Where it all started

If Harry Wellings had not Knocked a cold store door off its hinges with a heavy trolley loaded with margarine, Bromborough Paints would never have existed. Harry’s carelessness on his first job after leaving school got him the sack and he talked himself into a job on a building site.

In 2009 his Wirral-based Bromborough Paints celebrated its 61st anniversary.

Harry Wellings said: “I put a great deal of the success of my life down to lady luck. If I hadn’t hit that door I would probably have been working in the margarine factory for the rest of my life”.

 The organisation’s core business is wholesaling to the retail trade, as well as operating as a decorators’ merchant.

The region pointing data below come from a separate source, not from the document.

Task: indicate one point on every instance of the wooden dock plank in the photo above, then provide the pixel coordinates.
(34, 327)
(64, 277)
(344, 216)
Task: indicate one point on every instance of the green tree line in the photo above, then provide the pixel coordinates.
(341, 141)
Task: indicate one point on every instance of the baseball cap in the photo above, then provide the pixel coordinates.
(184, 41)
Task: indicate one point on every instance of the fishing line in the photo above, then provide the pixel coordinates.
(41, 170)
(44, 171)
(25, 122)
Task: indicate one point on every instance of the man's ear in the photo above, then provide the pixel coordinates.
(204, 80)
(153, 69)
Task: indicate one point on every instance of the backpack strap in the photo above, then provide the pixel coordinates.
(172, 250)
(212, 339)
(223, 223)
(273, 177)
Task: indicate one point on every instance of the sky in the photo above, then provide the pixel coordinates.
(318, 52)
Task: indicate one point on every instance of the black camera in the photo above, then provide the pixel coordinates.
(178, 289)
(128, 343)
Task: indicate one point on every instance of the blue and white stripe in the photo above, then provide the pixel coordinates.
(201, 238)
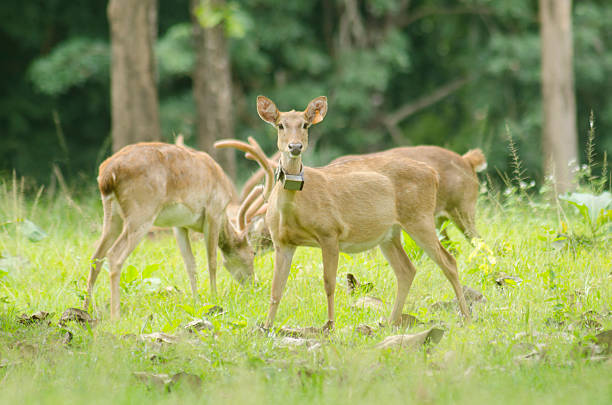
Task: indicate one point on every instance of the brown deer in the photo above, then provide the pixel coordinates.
(148, 184)
(350, 206)
(457, 189)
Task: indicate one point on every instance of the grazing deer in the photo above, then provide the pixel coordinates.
(148, 184)
(350, 206)
(457, 189)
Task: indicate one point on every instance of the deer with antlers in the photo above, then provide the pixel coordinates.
(349, 206)
(166, 185)
(456, 198)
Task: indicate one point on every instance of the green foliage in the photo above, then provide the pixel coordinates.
(390, 55)
(174, 52)
(530, 342)
(235, 20)
(596, 210)
(72, 63)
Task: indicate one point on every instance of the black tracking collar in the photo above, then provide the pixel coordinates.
(294, 182)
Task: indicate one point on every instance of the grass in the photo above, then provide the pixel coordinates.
(474, 363)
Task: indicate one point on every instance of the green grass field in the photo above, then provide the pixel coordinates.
(529, 343)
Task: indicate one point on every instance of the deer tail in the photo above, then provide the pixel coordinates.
(476, 159)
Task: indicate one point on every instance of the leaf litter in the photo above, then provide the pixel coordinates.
(412, 341)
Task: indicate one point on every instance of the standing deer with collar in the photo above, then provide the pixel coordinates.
(349, 206)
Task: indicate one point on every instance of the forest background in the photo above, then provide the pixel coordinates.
(459, 74)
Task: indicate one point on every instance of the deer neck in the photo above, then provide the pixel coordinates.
(290, 173)
(291, 165)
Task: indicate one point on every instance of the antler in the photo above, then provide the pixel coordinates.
(256, 178)
(243, 220)
(253, 152)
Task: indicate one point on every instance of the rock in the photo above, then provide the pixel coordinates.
(472, 296)
(369, 302)
(604, 340)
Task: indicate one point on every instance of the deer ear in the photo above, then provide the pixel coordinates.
(316, 110)
(267, 110)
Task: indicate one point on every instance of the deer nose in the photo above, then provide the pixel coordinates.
(295, 148)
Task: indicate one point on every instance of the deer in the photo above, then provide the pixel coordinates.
(457, 190)
(167, 185)
(351, 206)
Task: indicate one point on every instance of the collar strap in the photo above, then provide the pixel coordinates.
(294, 182)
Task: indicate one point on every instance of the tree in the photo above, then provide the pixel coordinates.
(560, 139)
(212, 82)
(134, 104)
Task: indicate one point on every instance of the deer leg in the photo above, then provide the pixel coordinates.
(111, 228)
(404, 272)
(212, 240)
(439, 222)
(182, 238)
(464, 219)
(283, 255)
(330, 252)
(423, 232)
(118, 253)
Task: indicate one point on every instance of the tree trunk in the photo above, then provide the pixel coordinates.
(212, 87)
(134, 105)
(560, 144)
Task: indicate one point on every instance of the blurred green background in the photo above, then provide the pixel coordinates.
(481, 58)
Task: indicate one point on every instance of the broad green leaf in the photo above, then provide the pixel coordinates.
(151, 285)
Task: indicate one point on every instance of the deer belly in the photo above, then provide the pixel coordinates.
(178, 215)
(356, 246)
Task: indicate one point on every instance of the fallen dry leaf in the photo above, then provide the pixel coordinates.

These are areas in which we have set high standards of service with a competitive pricing policy in markets which have become increasingly volatile in recent years.

Bromborough Paints  is a family run independent Company and Managing Director Neville Wellings, son of the founder says: “I firmly believe the strength of our Company is in its diversified nature, and in concentrating its energies toward top quality service at the best prices.”

Harry Wellings grew up in Port Sunlight and on leaving school he joined the margarine factory, Planters - later Stork margarine. His first job was working on the production line making wooden cases for packaging. He then moved into the blending room where one of his duties was to push heavy trolleys loaded with freshly produced margarine into the cold store. But one afternoon Harry lost control of his trolley and knocked the cold store door off its hinges - and that is where his job for life ended abruptly at the age of 16.

But Harry has always been resourceful and he did what he described as “Doing a Tebbit”. He got on his bike and cycled over to a nearby housing development where he secured a job as a joiner and served his time as an apprentice. His career in the building trade had begun.

In 1929 he moved onto another housing development, only a mile away from where Bromborough Paints is located today. More housing developments followed and he met Grace, the wife to whom he was to be happily married for nearly 60 years. He described this as “another of my lucky spots”.

As a builder Harry was in a reserve occupation when war broke out in 1939 but he was sent to the local Hooton airfield where he used his joinery skills to repair the wooden framed Avro Anson planes. Then he was sent to Birkenhead repairing homes after the air raids. It was there that he met Bill McDermott and Alf Norman.

Together they formed NMW - Norman, McDermott and Wellings. It was Harry’s first venture into business and the company was kept busy working on war damaged property. Eventually, Harry Wellings did get called up and was put in the RASC as a vehicle fitter. He went to France soon after the D-Day landings and got involved in the Battle of the Bulge.

Although he was in the army Harry was looking ahead and when his army unit returned home to Liverpool he managed to enrol at night school - and also purchased a plot of land in Greenfields Avenue, just down the road from where Bromborough Paints stands today.

The plot was large enough to accommodate eight houses and while still in the army unit he spent his evenings drawing up the plans. He got building approval, negotiated early release, and in 1946 he was back with Bill McDermott.

The Greenfield Avenue development was under way and other contracts followed. However, Bill McDermott had always had an ambition to run a shop and at 38 Village Road, Bromborough, a small house and plot of land had been put on the market by Hodgson, a local grocer.

They acquired the property and that was the start of Bromborough Paint & Building Supplies which opened its doors on 5th January 1948. On the same day Harry Wellings moved into his own house, which he had just built himself.

“On the first day we took four pence and put sixpence in the meter” Harry recalls.

Legend has it that the income came from the sale of a few sheets of glass paper.

Slowly the business grew. Bromborough Paint & Building Supplies started selling mortar, sand and lime. They acquired their own mortar mills and lime pits in Eastham.

Harry’s son Neville, now Managing Director, joined the company in 1969.